Even so, the data expose a more structural vulnerability. Financial income already accounts for nearly half of the sector’s final earnings. Medical-hospital operators ended March with roughly R$140.5 billion in financial investments, including both unrestricted assets and regulatory backing assets. In a high-interest-rate environment, that cash buffer helps cushion margins squeezed by medical costs, claims ratios and care-related expenses.
Large Operators
On an individual basis, Bradesco Saúde stood out as the clearest positive among the large operators. The company posted R$1.02 billion in operating income, R$818.5 million in financial income and R$1.11 billion in net income in the first quarter, with 3.32 million medical-hospital beneficiaries. Amil Assistência Médica Internacional also remained profitable, reporting R$519.7 million in net income, R$473.4 million in operating income and R$220.4 million in financial income, with 3.12 million medical-hospital beneficiaries and 2.68 million dental beneficiaries.
Among companies tied to the Hapvida group, the panel showed positive results for the two main listed operations. Hapvida Assistência Médica posted R$275.3 million in net income, with R$302.9 million in operating income, R$26.9 million in financial income and 4.38 million medical-hospital beneficiaries. Notre Dame Intermédica Saúde also ended the quarter in the black, with R$202.2 million in net income, despite negative financial income of R$97.5 million. That operation had 3.29 million medical-hospital beneficiaries and 2.60 million dental beneficiaries.
Porto Seguro Saúde also ranked among the positive highlights, with R$234.6 million in net income. Within the Unimed system, the picture was more mixed: Unimed Seguros Saúde posted R$238.2 million in profit, and Unimed do Brasil — Confederação Nacional das Cooperativas Médicas earned R$165.9 million. Some regional cooperatives, however, reported losses, including Unimed do Estado do Rio de Janeiro, with a R$47.5 million loss, Unimed Teresina, with a R$22.5 million loss, and Unimed Vale do Aço, with a R$15.9 million loss.
SulAmérica in the Red
SulAmérica Companhia de Seguro Saúde was on the opposite end of the spectrum. The operator posted negative operating income of R$2.06 billion, R$2.7 billion in provisions and a net loss of R$694.7 million, the largest individual negative result in the quarter’s ANS panel. Even with positive financial income of R$407.8 million and positive equity income of R$270.4 million, the company was unable to offset the impact of the provisioning.

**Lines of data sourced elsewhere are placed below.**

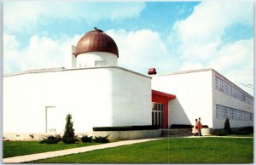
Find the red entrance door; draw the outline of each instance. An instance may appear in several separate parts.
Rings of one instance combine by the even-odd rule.
[[[168,128],[168,102],[170,100],[173,100],[176,98],[176,95],[170,94],[163,92],[160,92],[157,90],[151,90],[152,93],[152,102],[163,105],[163,127],[162,128]],[[153,112],[153,111],[152,111]],[[153,113],[152,113],[153,115]],[[152,116],[152,119],[155,117]],[[152,123],[154,121],[152,121]]]

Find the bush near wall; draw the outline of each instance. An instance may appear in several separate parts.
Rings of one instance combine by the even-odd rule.
[[[83,143],[88,143],[88,142],[90,143],[92,142],[92,136],[87,136],[87,135],[82,136],[80,139]]]
[[[136,131],[136,130],[150,130],[159,129],[157,126],[123,126],[123,127],[95,127],[93,131]]]
[[[175,128],[192,128],[193,125],[186,125],[186,124],[172,124],[171,129]],[[202,128],[209,128],[207,125],[203,125]]]

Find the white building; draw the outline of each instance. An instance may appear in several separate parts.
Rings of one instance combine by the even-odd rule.
[[[198,117],[212,128],[223,128],[226,117],[231,127],[253,125],[253,98],[214,70],[151,77],[119,67],[117,45],[100,30],[86,33],[71,56],[72,68],[3,76],[3,136],[62,134],[68,113],[77,134],[93,127],[168,128]]]
[[[194,124],[201,117],[211,128],[253,125],[253,97],[213,69],[154,76],[152,88],[173,93],[169,101],[169,125]]]

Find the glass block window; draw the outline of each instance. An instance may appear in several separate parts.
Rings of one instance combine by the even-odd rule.
[[[253,113],[216,105],[216,118],[225,119],[226,117],[230,120],[253,121]]]
[[[218,77],[215,77],[215,89],[253,105],[253,98]]]

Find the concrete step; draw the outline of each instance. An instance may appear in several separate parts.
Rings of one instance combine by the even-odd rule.
[[[162,129],[161,136],[191,136],[192,128],[180,128],[180,129]]]

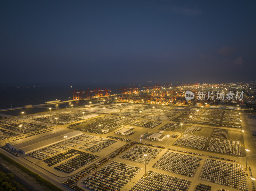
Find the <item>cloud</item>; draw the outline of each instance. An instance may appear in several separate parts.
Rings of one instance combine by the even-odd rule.
[[[227,47],[223,45],[218,50],[219,53],[224,56],[227,56],[236,50],[236,48],[232,47]]]
[[[203,58],[204,59],[206,59],[206,58],[211,58],[211,56],[209,56],[208,55],[202,55],[202,54],[200,54],[198,55],[199,57],[200,58]]]
[[[236,58],[236,59],[235,60],[235,61],[234,61],[234,64],[237,66],[242,66],[244,64],[244,62],[242,56],[240,56],[239,58]]]
[[[222,63],[223,64],[226,64],[228,63],[228,59],[225,59],[225,60],[223,61]]]
[[[172,12],[188,15],[199,15],[201,14],[201,10],[196,8],[190,8],[184,7],[170,6],[167,8]]]

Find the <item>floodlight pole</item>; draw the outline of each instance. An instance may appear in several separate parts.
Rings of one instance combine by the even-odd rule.
[[[19,125],[19,126],[20,127],[20,139],[21,139],[21,127],[22,125]]]
[[[56,117],[55,118],[55,119],[56,120],[56,129],[58,129],[58,123],[57,123],[57,120],[58,119],[58,117]]]
[[[145,176],[147,176],[147,174],[146,174],[146,159],[147,158],[147,156],[148,156],[147,154],[144,154],[144,156],[145,157]]]
[[[169,151],[169,137],[170,136],[169,135],[167,135],[167,151]]]
[[[100,126],[101,126],[101,124],[100,124],[99,125],[99,126],[100,127]]]
[[[66,153],[67,153],[67,136],[64,136],[64,138],[65,138],[65,148],[66,150]]]

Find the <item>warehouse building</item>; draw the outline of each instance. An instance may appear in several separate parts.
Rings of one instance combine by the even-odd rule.
[[[65,140],[83,135],[80,131],[62,128],[17,141],[6,143],[11,150],[18,153],[27,154]]]
[[[116,131],[115,133],[116,134],[119,134],[123,135],[129,135],[134,132],[133,129],[122,129]]]
[[[160,131],[159,132],[160,133]],[[156,140],[156,141],[163,141],[166,137],[166,135],[163,135],[161,133],[154,133],[148,136],[147,137],[149,139]]]

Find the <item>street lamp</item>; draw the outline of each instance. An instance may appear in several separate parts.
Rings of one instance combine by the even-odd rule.
[[[57,120],[58,119],[58,117],[56,117],[56,118],[55,118],[55,119],[56,119],[56,129],[58,129],[58,126],[57,126],[57,125],[58,125],[58,124],[57,124]]]
[[[245,151],[246,151],[246,152],[248,152],[248,153],[249,153],[249,151],[250,151],[250,150],[249,149],[245,149]],[[248,162],[248,155],[249,155],[249,154],[247,154],[247,153],[246,152],[246,170],[247,170],[247,162]]]
[[[24,114],[24,112],[21,112],[21,113],[22,114],[22,120],[24,122],[24,118],[23,117],[23,114]]]
[[[124,119],[124,116],[123,117],[123,118]],[[124,128],[124,121],[123,122],[123,128]]]
[[[145,157],[145,176],[147,176],[147,174],[146,174],[146,159],[147,158],[147,156],[148,156],[148,154],[144,154],[144,156]]]
[[[167,135],[167,151],[169,151],[169,137],[170,136],[169,135]]]
[[[67,136],[64,136],[64,138],[65,138],[65,148],[66,149],[66,153],[67,153]]]
[[[19,126],[20,127],[20,139],[21,139],[21,127],[22,127],[22,125],[19,125]]]
[[[100,126],[101,126],[101,124],[100,124],[99,125],[99,126],[100,127]]]

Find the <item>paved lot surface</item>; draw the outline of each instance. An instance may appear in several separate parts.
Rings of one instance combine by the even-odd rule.
[[[144,107],[145,107],[146,109],[149,108],[152,108],[152,107],[151,106],[148,106],[148,105],[143,105],[143,106]],[[105,107],[107,107],[107,106],[105,106]],[[135,108],[136,107],[135,106],[133,106],[132,107],[133,107],[133,109]],[[158,109],[158,108],[157,109]],[[161,110],[161,108],[160,109]],[[170,110],[170,109],[168,109],[166,110],[165,107],[164,107],[164,109],[165,110],[162,109],[162,110],[160,110],[160,111],[161,112],[164,112],[164,111],[165,110],[167,111],[169,111]],[[126,109],[127,109],[127,108]],[[77,111],[81,110],[84,110],[84,108],[83,108],[82,107],[80,108],[73,108],[73,109],[74,111]],[[140,108],[139,110],[141,109],[142,109],[141,108]],[[188,108],[186,108],[185,110],[182,110],[182,112],[183,113],[186,111],[190,111],[190,110]],[[156,112],[157,112],[157,111]],[[245,149],[248,149],[250,150],[250,151],[246,153],[248,155],[248,166],[250,166],[252,169],[253,176],[255,177],[256,176],[256,173],[255,173],[255,172],[256,172],[256,163],[255,163],[255,161],[256,161],[256,146],[255,146],[255,141],[254,139],[256,139],[252,136],[251,130],[256,130],[256,119],[247,119],[245,116],[245,115],[246,115],[246,114],[244,113],[245,112],[240,112],[241,114],[240,116],[240,118],[242,120],[242,128],[234,129],[221,127],[218,127],[218,128],[221,128],[228,129],[229,131],[228,133],[228,140],[231,141],[240,141],[242,144],[243,149],[244,151]],[[154,115],[154,114],[153,114]],[[114,113],[112,114],[101,114],[101,116],[103,116],[103,115],[105,115],[105,116],[115,116],[115,113]],[[192,124],[191,125],[190,124],[190,121],[188,121],[188,122],[184,123],[182,129],[181,129],[180,128],[177,128],[172,131],[165,130],[164,131],[164,132],[163,133],[163,134],[165,135],[172,135],[173,133],[178,133],[179,135],[179,136],[177,138],[171,138],[171,137],[169,138],[169,148],[180,150],[188,152],[197,153],[203,155],[203,156],[198,156],[198,155],[193,154],[185,153],[186,155],[195,156],[199,156],[202,158],[202,160],[200,160],[199,161],[199,166],[196,168],[194,175],[192,177],[179,174],[152,167],[152,166],[153,165],[156,163],[156,161],[159,160],[164,154],[166,152],[167,147],[167,139],[165,138],[162,141],[154,141],[152,142],[148,139],[146,139],[144,138],[143,138],[142,140],[140,140],[139,138],[140,136],[146,132],[148,132],[148,134],[149,134],[153,133],[159,132],[161,130],[159,130],[159,129],[164,125],[169,123],[175,122],[171,120],[174,119],[176,118],[179,115],[179,114],[177,114],[168,120],[161,121],[161,122],[162,122],[162,123],[161,124],[152,129],[132,126],[132,127],[133,127],[134,128],[134,133],[129,136],[124,136],[123,135],[117,135],[115,134],[114,131],[121,129],[121,128],[118,128],[115,129],[114,130],[112,130],[109,133],[104,135],[101,135],[101,137],[106,138],[108,136],[110,135],[121,138],[128,138],[131,139],[132,141],[137,141],[138,142],[141,142],[144,143],[151,144],[153,145],[164,147],[165,147],[164,149],[161,149],[162,151],[157,155],[156,155],[156,158],[153,159],[147,165],[147,170],[151,170],[153,171],[189,180],[191,181],[191,182],[188,187],[188,190],[194,190],[196,187],[196,185],[199,182],[212,186],[212,190],[217,191],[220,188],[223,188],[229,191],[237,190],[237,189],[232,188],[232,187],[224,186],[216,183],[213,183],[208,181],[201,180],[199,178],[202,171],[202,167],[204,165],[206,159],[211,158],[210,158],[206,157],[206,156],[208,155],[212,156],[214,157],[233,160],[236,160],[237,161],[237,162],[227,161],[226,160],[214,159],[217,160],[225,161],[233,163],[235,164],[242,164],[243,165],[244,169],[245,168],[245,164],[246,164],[246,157],[245,157],[245,151],[244,151],[244,157],[237,157],[236,156],[225,154],[220,153],[209,152],[206,151],[206,148],[207,148],[208,146],[209,142],[210,141],[210,140],[211,138],[213,138],[212,136],[212,135],[214,130],[214,129],[215,128],[213,127],[209,126],[207,124],[196,124],[196,122],[195,123],[192,121]],[[221,117],[222,117],[222,116]],[[97,121],[97,118],[98,117],[95,117],[92,119],[87,119],[87,120]],[[138,118],[138,119],[140,119],[140,118]],[[149,121],[151,121],[150,120],[147,120]],[[82,121],[82,120],[81,121]],[[75,123],[76,122],[73,123],[71,123],[71,124]],[[128,124],[129,123],[127,122],[124,124],[125,126],[125,127],[126,128],[130,127],[131,126],[131,125],[129,125]],[[58,125],[58,128],[67,128],[68,126],[70,124],[69,124],[62,125]],[[193,148],[190,148],[189,147],[182,147],[180,146],[178,146],[177,145],[173,145],[173,143],[178,139],[179,139],[180,137],[181,133],[182,132],[182,133],[184,133],[186,129],[191,125],[200,126],[203,127],[202,129],[200,131],[196,131],[193,134],[193,135],[205,136],[208,137],[207,142],[206,143],[204,149],[203,150],[194,149]],[[0,128],[1,128],[1,126],[0,126]],[[167,130],[169,129],[167,129]],[[244,131],[243,134],[241,132],[242,130],[244,130]],[[98,138],[99,136],[99,134],[85,132],[84,133],[84,134],[96,136],[97,137],[94,139]],[[10,138],[1,141],[0,141],[0,144],[2,145],[4,145],[5,143],[10,142],[10,141],[13,140],[13,138]],[[117,140],[115,140],[117,141],[114,144],[111,144],[102,150],[100,150],[99,152],[92,153],[94,154],[99,155],[100,156],[100,157],[99,159],[97,159],[96,161],[98,160],[100,160],[103,158],[109,156],[112,152],[122,146],[125,145],[127,143],[124,141]],[[83,144],[79,145],[82,145],[82,144]],[[128,151],[131,149],[133,147],[135,146],[136,145],[134,145],[132,147],[128,149]],[[77,145],[76,146],[78,145]],[[76,149],[76,147],[75,147],[72,148],[77,149]],[[152,147],[152,148],[156,148],[156,147]],[[78,149],[77,149],[77,150],[79,150]],[[84,151],[83,150],[80,150],[81,151]],[[61,152],[65,152],[64,151],[60,151]],[[184,153],[181,153],[179,151],[172,151],[174,152],[184,154]],[[4,153],[4,154],[8,156],[12,159],[18,162],[22,165],[28,168],[35,173],[38,174],[43,178],[49,180],[50,182],[65,190],[70,190],[70,189],[67,187],[62,184],[62,182],[68,179],[69,178],[72,177],[73,175],[82,170],[83,169],[84,169],[85,167],[92,164],[90,163],[88,165],[84,165],[81,166],[78,169],[70,173],[67,174],[61,171],[57,171],[54,169],[54,167],[55,166],[59,165],[60,163],[63,163],[63,162],[64,162],[68,160],[68,159],[69,158],[66,159],[64,161],[62,161],[61,163],[58,163],[56,165],[49,167],[47,166],[46,164],[43,162],[43,160],[39,160],[24,155],[22,155],[20,157],[17,157],[2,149],[0,149],[0,152]],[[88,151],[88,152],[90,153],[92,153],[90,151]],[[121,155],[121,155],[121,154],[121,154]],[[96,169],[96,170],[98,170],[99,169],[101,168],[104,166],[108,165],[109,163],[113,161],[123,163],[142,168],[142,170],[140,171],[132,179],[130,182],[124,186],[121,190],[122,191],[129,190],[144,174],[145,173],[145,164],[134,161],[122,158],[120,158],[119,156],[119,155],[118,155],[116,157],[112,158],[110,160],[110,161],[108,161],[103,165],[99,167],[99,168]],[[95,162],[95,161],[93,161],[92,163],[93,163]],[[77,183],[77,185],[80,187],[84,189],[85,188],[84,187],[84,184],[82,182],[84,180],[85,178],[90,176],[92,173],[93,173],[93,172],[94,171],[93,171],[91,173],[85,177],[81,179],[78,181]],[[246,173],[248,173],[248,175],[250,175],[248,171],[245,171],[245,172]],[[248,190],[251,190],[252,187],[251,179],[249,176],[247,176],[247,178]]]

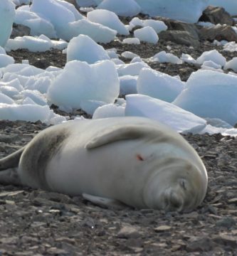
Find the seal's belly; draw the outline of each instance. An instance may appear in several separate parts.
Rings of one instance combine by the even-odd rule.
[[[142,184],[157,146],[140,140],[117,142],[99,149],[62,149],[46,170],[51,189],[73,196],[83,193],[140,203]],[[139,199],[138,199],[139,198]]]

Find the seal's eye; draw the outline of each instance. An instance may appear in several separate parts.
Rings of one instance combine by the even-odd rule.
[[[187,190],[187,181],[184,178],[180,178],[179,181],[179,185],[185,191]]]

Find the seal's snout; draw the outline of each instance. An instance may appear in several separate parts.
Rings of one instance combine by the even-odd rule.
[[[164,193],[164,210],[180,211],[184,208],[183,193],[175,188],[167,188]]]

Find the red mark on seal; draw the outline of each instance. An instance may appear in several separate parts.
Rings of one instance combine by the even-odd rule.
[[[139,161],[144,161],[144,159],[139,154],[137,154],[136,156],[137,156],[137,159],[138,159]]]

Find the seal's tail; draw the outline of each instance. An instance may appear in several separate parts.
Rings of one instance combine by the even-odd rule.
[[[18,167],[19,160],[24,147],[17,150],[16,152],[11,154],[1,159],[0,159],[0,171],[4,171],[9,168]]]

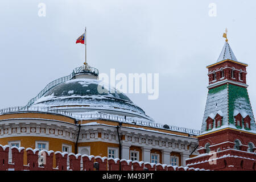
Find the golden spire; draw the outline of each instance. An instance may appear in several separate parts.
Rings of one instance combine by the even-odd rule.
[[[228,33],[228,28],[226,28],[226,29],[225,30],[225,32],[223,34],[223,37],[224,38],[226,38],[226,42],[228,42],[228,38],[226,38],[226,34]]]

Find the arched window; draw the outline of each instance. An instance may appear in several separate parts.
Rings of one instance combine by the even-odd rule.
[[[243,74],[242,72],[239,73],[239,80],[243,81]]]
[[[249,129],[249,123],[245,123],[245,127],[246,129]]]
[[[254,148],[254,144],[251,142],[248,143],[247,151],[249,152],[253,152],[253,148]]]
[[[217,122],[217,127],[220,127],[220,121],[218,121]]]
[[[209,153],[210,151],[210,144],[209,143],[207,143],[207,144],[205,144],[205,146],[204,146],[205,148],[206,149],[207,153]]]
[[[240,166],[242,169],[243,168],[243,160],[241,162]]]
[[[237,126],[241,126],[241,125],[240,125],[240,121],[237,121]]]
[[[234,148],[236,149],[236,150],[240,150],[240,141],[238,139],[236,139],[234,141]]]
[[[233,69],[232,69],[232,71],[231,71],[231,77],[232,78],[234,78],[234,70]]]

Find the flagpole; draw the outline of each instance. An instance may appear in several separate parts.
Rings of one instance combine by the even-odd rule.
[[[87,61],[86,61],[86,27],[85,27],[85,30],[84,30],[84,45],[85,46],[85,62],[84,64],[85,67],[87,67]]]

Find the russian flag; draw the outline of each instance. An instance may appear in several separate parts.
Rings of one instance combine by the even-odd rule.
[[[77,39],[76,39],[76,44],[81,43],[84,44],[85,34],[82,34]]]

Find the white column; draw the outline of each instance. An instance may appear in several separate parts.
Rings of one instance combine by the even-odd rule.
[[[169,165],[171,164],[171,150],[164,150],[162,152],[162,162],[163,164],[167,164]]]
[[[151,148],[142,148],[142,160],[144,162],[150,162],[150,150]]]
[[[181,164],[180,166],[186,166],[186,159],[189,158],[189,154],[188,153],[181,153]]]
[[[130,159],[130,146],[122,144],[122,159]]]

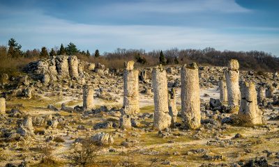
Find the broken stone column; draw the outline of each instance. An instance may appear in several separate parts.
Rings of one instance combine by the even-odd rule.
[[[0,113],[6,113],[6,100],[5,98],[0,98]]]
[[[22,136],[31,136],[34,135],[34,129],[33,128],[32,118],[25,117],[22,123],[19,125],[17,133]]]
[[[266,90],[263,86],[261,86],[257,88],[258,103],[262,103],[265,98],[266,98]]]
[[[273,97],[274,87],[269,85],[267,86],[267,88],[266,89],[266,97],[267,98],[272,98]]]
[[[84,111],[94,109],[93,103],[94,88],[93,86],[84,85],[83,86],[83,109]]]
[[[134,70],[134,61],[126,62],[124,80],[124,114],[135,115],[140,112],[139,72]]]
[[[241,84],[241,101],[239,118],[241,123],[246,125],[262,124],[262,112],[257,106],[257,92],[252,82]]]
[[[58,74],[61,77],[69,77],[68,56],[57,56],[55,59]]]
[[[171,126],[174,127],[175,122],[176,122],[176,117],[178,111],[176,109],[176,102],[175,100],[175,89],[172,88],[171,90],[169,91],[169,113],[172,117]]]
[[[119,118],[119,127],[120,128],[124,129],[132,129],[131,118],[129,115],[124,115]]]
[[[69,74],[72,78],[77,78],[79,76],[78,73],[78,60],[75,56],[70,56],[68,57],[68,65],[69,65]]]
[[[196,63],[181,67],[181,114],[184,125],[190,129],[200,126],[199,72]]]
[[[273,78],[273,79],[277,79],[278,75],[278,72],[275,72],[272,74],[272,78]]]
[[[227,71],[226,74],[227,100],[228,104],[231,106],[239,108],[240,102],[239,90],[239,63],[237,60],[232,59],[229,61]],[[237,113],[236,109],[234,113]]]
[[[172,120],[167,103],[167,74],[163,67],[153,67],[152,86],[155,106],[153,127],[156,129],[163,130],[170,126]]]
[[[224,77],[220,77],[219,80],[220,100],[222,103],[227,102],[227,83]]]

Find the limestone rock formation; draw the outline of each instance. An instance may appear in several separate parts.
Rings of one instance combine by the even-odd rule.
[[[225,72],[227,89],[228,104],[238,108],[240,102],[239,63],[237,60],[230,60],[227,71]],[[237,109],[234,110],[237,112]]]
[[[274,87],[269,85],[266,89],[266,98],[272,98],[273,97]]]
[[[176,122],[176,118],[178,111],[176,109],[176,102],[175,97],[175,89],[174,88],[172,88],[171,90],[169,91],[169,113],[172,117],[172,127],[174,127],[174,123]]]
[[[119,118],[119,127],[124,129],[132,128],[131,118],[129,115],[124,115]]]
[[[227,102],[227,83],[224,77],[220,77],[219,80],[220,100],[223,103]]]
[[[94,88],[93,86],[84,85],[83,86],[83,109],[84,111],[94,109]]]
[[[242,82],[241,84],[241,102],[239,112],[239,119],[248,125],[262,124],[262,112],[257,102],[257,93],[255,84]]]
[[[91,140],[99,145],[106,145],[114,143],[112,136],[104,132],[98,133],[92,136]]]
[[[266,90],[263,86],[259,86],[257,88],[257,102],[262,103],[262,101],[266,98]]]
[[[163,130],[170,126],[172,120],[167,102],[167,74],[163,67],[156,67],[153,69],[152,86],[155,106],[153,127]]]
[[[83,64],[76,56],[56,56],[29,63],[26,71],[45,84],[64,78],[83,76]]]
[[[181,113],[184,125],[190,129],[200,126],[199,72],[196,63],[181,67]]]
[[[5,98],[0,98],[0,113],[6,113],[6,100]]]
[[[72,78],[77,78],[79,77],[78,72],[78,59],[77,56],[69,56],[68,58],[69,65],[69,74]]]
[[[123,74],[123,112],[125,114],[129,115],[135,115],[140,112],[139,72],[133,70],[133,61],[125,63],[126,69]]]
[[[24,118],[22,123],[19,125],[17,133],[22,136],[31,136],[34,134],[33,128],[32,118],[27,116]]]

SulAmérica’s case requires an additional caveat. The ANS panel figure diverges from the parent company’s corporate financial statements. In Rede D’Or’s financial disclosures, the line item Cia Saúde – SulAmérica shows positive operating income of R$1.13 billion and positive profit for the period of R$736.6 million in the first quarter. That difference does not, by itself, mean one of the figures is wrong: the ANS panel follows a regulatory logic, based on the operator’s registration and data submitted through DIOPS, while Rede D’Or’s quarterly filing follows corporate accounting and consolidation standards.
Still, the divergence reinforces the need for a clearer explanation of how the two figures reconcile. For readers, the key point is that the regulatory panel captured a multi-billion-real provisioning event that made SulAmérica the most sensitive case of the quarter, while the parent company presented a positive corporate view of the same line of business. Contacted by Brazil Stock Guide, SulAmérica did not respond by the time this story was published. The company’s response can still be added in an updated version.